The Nomad nodded.  “Directions as well.  I’ll be needing to know at least where to head next.”  He stepped aside as Melinda tapped him on the shoulder.  Before he was able to even say anything to her, a sharp snap of air passed between them and the pretty Law Keeper with the blue eyes crumpled.

          A scream sounded inside as part of Melinda’s brains splattered across the entrance to the inn.  The faint crack of the Snipers shot passed over them. Abby fell over backwards, her legs pushing against the floor as all the color drained out of her face. She clutched her midsection, blood pouring out from between her fingers.  Wordless sounds of pain escaped her lips as she pushed backwards against the table she had slumped by.

          The Gigolo and Nomad had darted inside immediately, the latter slamming the door behind them and taking cover.  The Gigolo slid to Abby’s side and pressed his hand to her midsection, applying pressure to her wound as she had lost the strength to.  Mikee scrambled to the windows, a large scatter rifle in his hands. He peered out and shook his head.  “I don’t see him anywhere!”
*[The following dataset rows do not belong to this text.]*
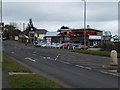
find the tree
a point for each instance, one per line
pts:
(11, 31)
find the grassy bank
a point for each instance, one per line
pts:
(99, 53)
(25, 80)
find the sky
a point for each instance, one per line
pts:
(51, 14)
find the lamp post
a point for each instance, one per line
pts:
(84, 22)
(1, 27)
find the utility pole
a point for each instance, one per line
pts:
(1, 29)
(84, 22)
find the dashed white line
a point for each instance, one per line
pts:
(57, 57)
(65, 62)
(30, 59)
(110, 73)
(12, 52)
(84, 67)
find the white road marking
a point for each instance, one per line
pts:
(30, 59)
(65, 62)
(12, 52)
(83, 67)
(57, 57)
(110, 73)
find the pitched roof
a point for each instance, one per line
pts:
(52, 34)
(41, 31)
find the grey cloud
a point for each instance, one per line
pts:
(69, 11)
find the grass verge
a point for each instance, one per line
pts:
(99, 53)
(25, 80)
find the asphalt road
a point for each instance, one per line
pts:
(64, 66)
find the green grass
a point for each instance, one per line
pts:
(99, 53)
(25, 81)
(10, 65)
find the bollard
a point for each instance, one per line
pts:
(113, 61)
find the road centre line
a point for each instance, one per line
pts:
(30, 59)
(110, 73)
(83, 67)
(65, 62)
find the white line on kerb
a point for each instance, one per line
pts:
(65, 62)
(30, 59)
(110, 73)
(83, 67)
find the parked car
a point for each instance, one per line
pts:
(43, 45)
(59, 45)
(81, 47)
(65, 45)
(73, 45)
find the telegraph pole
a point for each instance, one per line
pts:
(84, 22)
(1, 27)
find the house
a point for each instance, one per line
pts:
(40, 34)
(77, 36)
(52, 37)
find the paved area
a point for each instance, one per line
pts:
(5, 83)
(73, 69)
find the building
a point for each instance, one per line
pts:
(52, 37)
(115, 39)
(93, 36)
(40, 34)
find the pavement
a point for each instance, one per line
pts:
(72, 69)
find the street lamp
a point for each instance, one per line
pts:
(84, 22)
(1, 27)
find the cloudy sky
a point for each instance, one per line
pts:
(51, 15)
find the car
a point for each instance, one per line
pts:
(43, 45)
(73, 45)
(66, 45)
(81, 47)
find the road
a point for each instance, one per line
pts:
(66, 67)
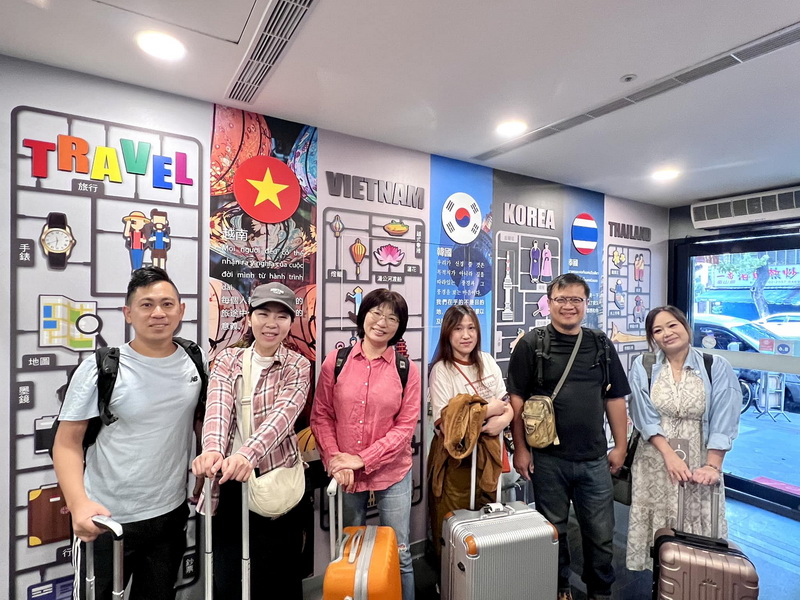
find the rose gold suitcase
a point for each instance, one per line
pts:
(694, 567)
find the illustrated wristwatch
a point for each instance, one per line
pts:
(57, 241)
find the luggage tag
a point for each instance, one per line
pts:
(681, 448)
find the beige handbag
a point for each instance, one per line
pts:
(277, 492)
(538, 413)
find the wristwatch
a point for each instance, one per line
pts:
(57, 241)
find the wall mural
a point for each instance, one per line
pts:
(461, 244)
(91, 200)
(263, 228)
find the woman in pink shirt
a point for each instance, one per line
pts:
(363, 421)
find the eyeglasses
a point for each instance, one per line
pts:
(573, 300)
(390, 319)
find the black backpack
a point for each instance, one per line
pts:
(649, 359)
(107, 359)
(400, 361)
(542, 351)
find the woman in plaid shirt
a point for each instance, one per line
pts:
(280, 379)
(363, 422)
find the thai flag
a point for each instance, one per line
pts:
(584, 233)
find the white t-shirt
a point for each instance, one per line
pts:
(447, 382)
(138, 467)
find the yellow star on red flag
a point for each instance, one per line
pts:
(267, 189)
The Nomad kicked Mikees leg out from under him.  “Get down! He’s a sniper, and you’re sticking your face in windows.”

          “Abby needs help!  I have to get the doctor!”  The Gigolo sounded frantic.  The Nomad crawled on his stomach over to them and took a clean cloth out of his medical pouch, all that was left of his meager supplies. He lifted the Gigolos hand and a grim look came over his face.

He pressed the cloth to the wound and shook his head.  “The bullet punched through her kidney, that’s arterial bleeding. I’m sorry. I didn’t mean to bring this on you.”

          The table above him blew splinters as another diamond/carbon tipped round punched through it. The Nomad rolled to his side as more rounds punched through the front of the building.  Mikee smashed out the window and fired blindly in the direction the rounds were coming from as the Nomad scrambled to hide behind the brick fireplace.

          Two kilometers away, the Sniper lay out on his blanket, on a grassy hilltop. “Little bastard…he’s quick on his feet.  Should have tried for a closer spot.”  He peered through the high-tech scope again, seeing the thermal image of the Nomad hunkered behind black squares. Anything solid black with a red outline on the scope was registered as something his rounds couldn’t pierce.  Based on the shape, he guessed the Nomad was hiding behind a fireplace.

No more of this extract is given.